When initially exposed to an irregular surface (IS), the infinite landing possibilities impair users’ ability to sense and control ground contact during walking, causing them to rely on active and passive lower-extremity alterations to maintain stability (Sterzing et al., 2014). Individuals demonstrated increased hip and knee joint flexion with lower ankle dorsiflexion during the gait cycle when walking on an irregular surface (Apps et al., 2017, Gates et al., 2012, Müller and Blickhan, 2010, Sterzing et al., 2014). Increased muscle activation of the gastrocnemius medialis (GM), vastus medialis (VM) (Apps et al., 2017, Voloshina et al., 2013), peroneus longus (PL) (Sterzing et al., 2014) and biceps femoris (Apps et al., 2017) are also acute responses. Further, increased variability in lower-limb kinematics and muscle activity is evident (Apps et al., 2017, Gates et al., 2012, Sterzing et al., 2014, Voloshina et al., 2013), which is associated with functional training benefits (Apps et al., 2017, Latash, 2012, Sterzing et al., 2014).
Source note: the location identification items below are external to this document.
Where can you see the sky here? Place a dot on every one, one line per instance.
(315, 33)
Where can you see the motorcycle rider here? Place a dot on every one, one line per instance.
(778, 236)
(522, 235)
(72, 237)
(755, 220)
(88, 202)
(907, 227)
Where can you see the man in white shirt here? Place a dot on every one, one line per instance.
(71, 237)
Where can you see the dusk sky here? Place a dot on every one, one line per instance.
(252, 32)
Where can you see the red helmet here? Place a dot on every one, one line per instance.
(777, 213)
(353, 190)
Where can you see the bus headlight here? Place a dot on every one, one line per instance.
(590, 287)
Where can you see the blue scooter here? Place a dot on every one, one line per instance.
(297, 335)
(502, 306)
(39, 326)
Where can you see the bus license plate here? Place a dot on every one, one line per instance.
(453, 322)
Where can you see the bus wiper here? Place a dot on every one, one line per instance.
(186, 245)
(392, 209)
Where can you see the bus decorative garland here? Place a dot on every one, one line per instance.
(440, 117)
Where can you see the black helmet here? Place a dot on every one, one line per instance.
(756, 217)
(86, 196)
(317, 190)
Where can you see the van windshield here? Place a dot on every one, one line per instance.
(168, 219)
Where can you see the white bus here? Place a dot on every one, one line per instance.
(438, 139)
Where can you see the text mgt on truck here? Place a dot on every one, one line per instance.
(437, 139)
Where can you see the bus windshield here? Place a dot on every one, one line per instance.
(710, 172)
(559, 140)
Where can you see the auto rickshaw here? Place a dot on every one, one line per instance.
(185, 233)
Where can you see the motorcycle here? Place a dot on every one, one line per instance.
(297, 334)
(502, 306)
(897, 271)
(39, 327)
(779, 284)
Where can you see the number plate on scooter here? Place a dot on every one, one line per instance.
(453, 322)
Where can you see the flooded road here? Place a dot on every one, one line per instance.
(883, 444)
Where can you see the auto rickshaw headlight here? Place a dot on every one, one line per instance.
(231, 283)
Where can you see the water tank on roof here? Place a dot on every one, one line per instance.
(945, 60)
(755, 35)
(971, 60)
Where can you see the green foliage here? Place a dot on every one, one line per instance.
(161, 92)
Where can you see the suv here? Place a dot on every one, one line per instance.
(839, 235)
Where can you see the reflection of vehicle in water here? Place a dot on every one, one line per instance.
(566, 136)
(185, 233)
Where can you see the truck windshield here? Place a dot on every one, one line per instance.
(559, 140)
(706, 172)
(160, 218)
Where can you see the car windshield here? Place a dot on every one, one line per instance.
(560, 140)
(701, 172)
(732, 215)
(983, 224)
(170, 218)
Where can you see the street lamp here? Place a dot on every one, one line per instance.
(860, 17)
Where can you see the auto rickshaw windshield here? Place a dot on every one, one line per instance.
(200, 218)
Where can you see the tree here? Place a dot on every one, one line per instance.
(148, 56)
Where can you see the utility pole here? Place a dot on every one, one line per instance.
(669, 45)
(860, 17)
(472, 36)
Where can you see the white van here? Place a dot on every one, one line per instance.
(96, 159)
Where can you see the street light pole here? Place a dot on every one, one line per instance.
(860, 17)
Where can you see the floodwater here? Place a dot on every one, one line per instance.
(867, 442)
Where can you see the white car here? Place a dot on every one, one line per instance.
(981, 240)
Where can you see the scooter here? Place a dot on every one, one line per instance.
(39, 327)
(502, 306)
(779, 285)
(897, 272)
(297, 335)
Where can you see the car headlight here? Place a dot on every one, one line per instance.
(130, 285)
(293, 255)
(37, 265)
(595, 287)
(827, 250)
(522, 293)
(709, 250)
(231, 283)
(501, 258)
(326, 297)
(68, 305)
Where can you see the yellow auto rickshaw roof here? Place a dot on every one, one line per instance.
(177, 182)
Locomotion speed is an important performance indicator which influences the biomechanical and physiological elements of movement. Alterations in gait speed influence metabolic cost (Moore et al., 2014, Russell et al., 2010), alter foot-strike patterns (Keller et al., 1996) and can cause the walk to run transition (Van Caekenberghe, Segers, De Smet, Aerts, & Clercq, 2010). It is widely documented that altering gait speed also influences the fundamental biomechanical characteristics of bipedal locomotion, such as spatio-temporal parameters, joint kinematics, kinetics, and muscle activity (Chiu and Wang, 2007, den Otter et al., 2004, Nymark et al., 2005, Schwartz et al., 2008, Van der Linden et al., 2002). Increasing gait speed is associated with reduced ground contact time, with individuals displaying increased hip and knee joint flexion during ground contact (Nymark et al., 2005, Schwartz et al., 2008, Van der Linden et al., 2002). Muscle activity of the GM, soleus, rectus femoris (RF) and biceps femoris (BF) increase with increasing walking speed during stance phase (den Otter et al., 2004). Gait variability has been found to reduce with increasing gait speed on regular surfaces (Almarwani et al., 2016, Dingwell et al., 2001, Dingwell and Marin, 2006, Li et al., 2005), where slower walking speeds pose a more challenging task to an individual’s motor control of gait (Hausdorff, 2004, Hausdorff, 2005). On irregular surfaces where instability is already present, reducing speed might further destabilise users, potentially enhancing the training stimulus. However, it is currently unknown if individuals respond similarly to speed changes when walking on regular and irregular surfaces.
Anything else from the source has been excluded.